Data Warehouse Architect Needed for Scalable Lakehouse Solutions
We are seeking a highly skilled Data Warehouse Architect to spearhead the design and implementation of a new data warehouse instance for a major product line. You will be responsible for building scalable pipelines, optimizing lakehouse performance, and integrating seamlessly with diverse real-time and batch data sources across cloud platforms.
Key Responsibilities
* Design and deploy a new cloud-based Databricks Lakehouse instance tailored to the client's product-level data needs.
* Architect and implement robust data ingestion pipelines using Spark (PySpark/Scala) and Delta Lake.
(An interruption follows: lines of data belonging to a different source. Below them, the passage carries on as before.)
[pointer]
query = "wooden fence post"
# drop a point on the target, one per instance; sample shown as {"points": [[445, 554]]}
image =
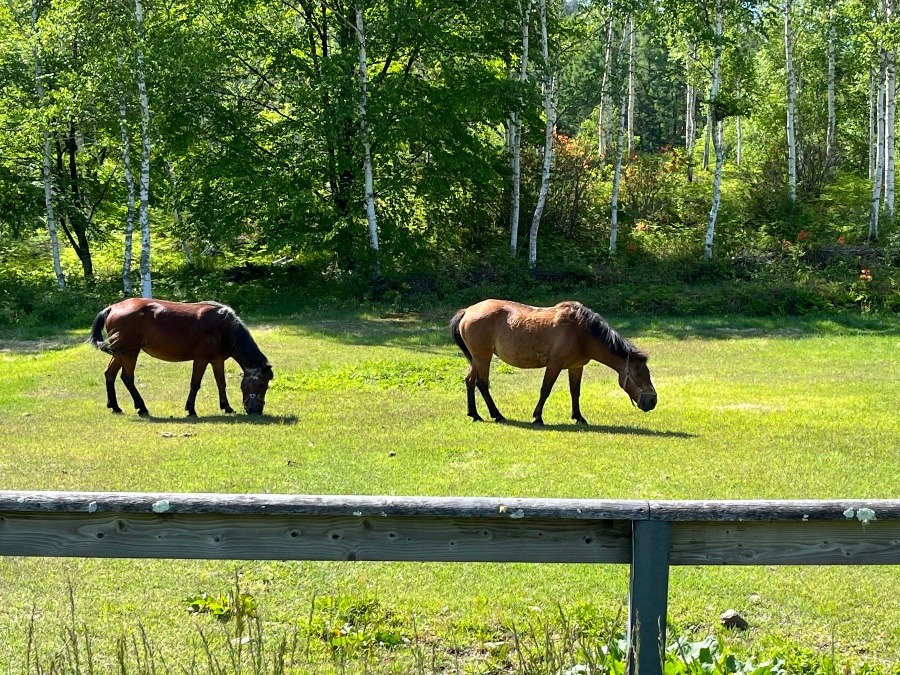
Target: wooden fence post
{"points": [[648, 596]]}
* Integrate cloud-native services (S3, Glue, Athena, Redshift, Lambda) with Databricks for optimized performance and scalability.
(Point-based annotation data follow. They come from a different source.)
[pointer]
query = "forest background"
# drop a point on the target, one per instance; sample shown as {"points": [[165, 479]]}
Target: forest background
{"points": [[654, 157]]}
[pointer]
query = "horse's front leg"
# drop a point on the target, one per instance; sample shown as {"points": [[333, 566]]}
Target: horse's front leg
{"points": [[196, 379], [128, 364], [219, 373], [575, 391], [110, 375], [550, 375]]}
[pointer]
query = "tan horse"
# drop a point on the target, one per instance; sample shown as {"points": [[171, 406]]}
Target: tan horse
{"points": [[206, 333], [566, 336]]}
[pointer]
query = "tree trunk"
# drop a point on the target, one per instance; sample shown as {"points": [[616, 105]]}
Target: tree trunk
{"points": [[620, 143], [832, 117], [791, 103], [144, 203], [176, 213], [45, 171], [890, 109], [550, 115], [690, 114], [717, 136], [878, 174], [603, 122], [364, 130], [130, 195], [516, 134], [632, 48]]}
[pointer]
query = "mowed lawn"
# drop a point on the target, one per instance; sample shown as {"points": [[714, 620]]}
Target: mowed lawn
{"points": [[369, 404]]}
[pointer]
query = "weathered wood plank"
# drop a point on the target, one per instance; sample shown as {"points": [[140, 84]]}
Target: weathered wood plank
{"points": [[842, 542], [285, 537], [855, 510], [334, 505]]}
* Define data models, optimize query performance, and establish warehouse governance best practices.
* Collaborate cross-functionally with product teams, data scientists, and DevOps to streamline data workflows.
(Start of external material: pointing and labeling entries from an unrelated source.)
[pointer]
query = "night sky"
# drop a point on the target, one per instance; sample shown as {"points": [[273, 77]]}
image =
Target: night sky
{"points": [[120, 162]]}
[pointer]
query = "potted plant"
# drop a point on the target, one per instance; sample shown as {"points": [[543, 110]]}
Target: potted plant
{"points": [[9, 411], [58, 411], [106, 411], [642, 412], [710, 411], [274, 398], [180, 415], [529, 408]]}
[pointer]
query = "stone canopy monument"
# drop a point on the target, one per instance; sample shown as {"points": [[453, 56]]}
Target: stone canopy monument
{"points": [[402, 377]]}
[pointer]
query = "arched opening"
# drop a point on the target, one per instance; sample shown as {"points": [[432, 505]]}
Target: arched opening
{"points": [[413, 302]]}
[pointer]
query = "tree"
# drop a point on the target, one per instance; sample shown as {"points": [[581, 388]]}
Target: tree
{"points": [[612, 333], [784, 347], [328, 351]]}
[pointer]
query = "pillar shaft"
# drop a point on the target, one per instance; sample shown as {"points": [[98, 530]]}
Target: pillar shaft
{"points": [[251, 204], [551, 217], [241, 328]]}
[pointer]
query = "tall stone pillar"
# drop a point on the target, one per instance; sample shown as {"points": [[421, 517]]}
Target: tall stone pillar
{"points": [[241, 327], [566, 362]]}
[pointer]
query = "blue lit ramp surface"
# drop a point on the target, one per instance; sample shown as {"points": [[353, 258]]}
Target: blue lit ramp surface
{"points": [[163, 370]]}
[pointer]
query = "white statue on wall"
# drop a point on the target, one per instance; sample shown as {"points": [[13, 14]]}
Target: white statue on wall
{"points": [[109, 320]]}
* Maintain CI/CD, preferably DBX for data pipelines using GitOps and Infrastructure-as-Code.
Required Skills & Experience
1. Databricks / Lakehouse Architecture
* End-to-end setup of Databricks workspaces and Unity Catalog.
* Expertise in Delta Lake internals, file compaction, and schema enforcement.
* Advanced PySpark/SQL skills for ETL and transformations.
2. AWS Native Integration
* Deep experience with AWS Glue, S3, Redshift Spectrum, Lambda, and Athena.
* IAM and VPC configuration knowledge for secure cloud integrations.
3. Data Warehousing & Modeling
* Strong grasp of modern dimensional modeling (star/snowflake schemas).
* Experience setting up lakehouse design patterns for mixed workloads.
4. Automation & DevOps
* Familiarity with CI/CD for data engineering using tools like DBX, Terraform, GitHub Actions, or Azure DevOps.
* Proficient in monitoring tools like CloudWatch, Datadog, or New Relic for data pipelines.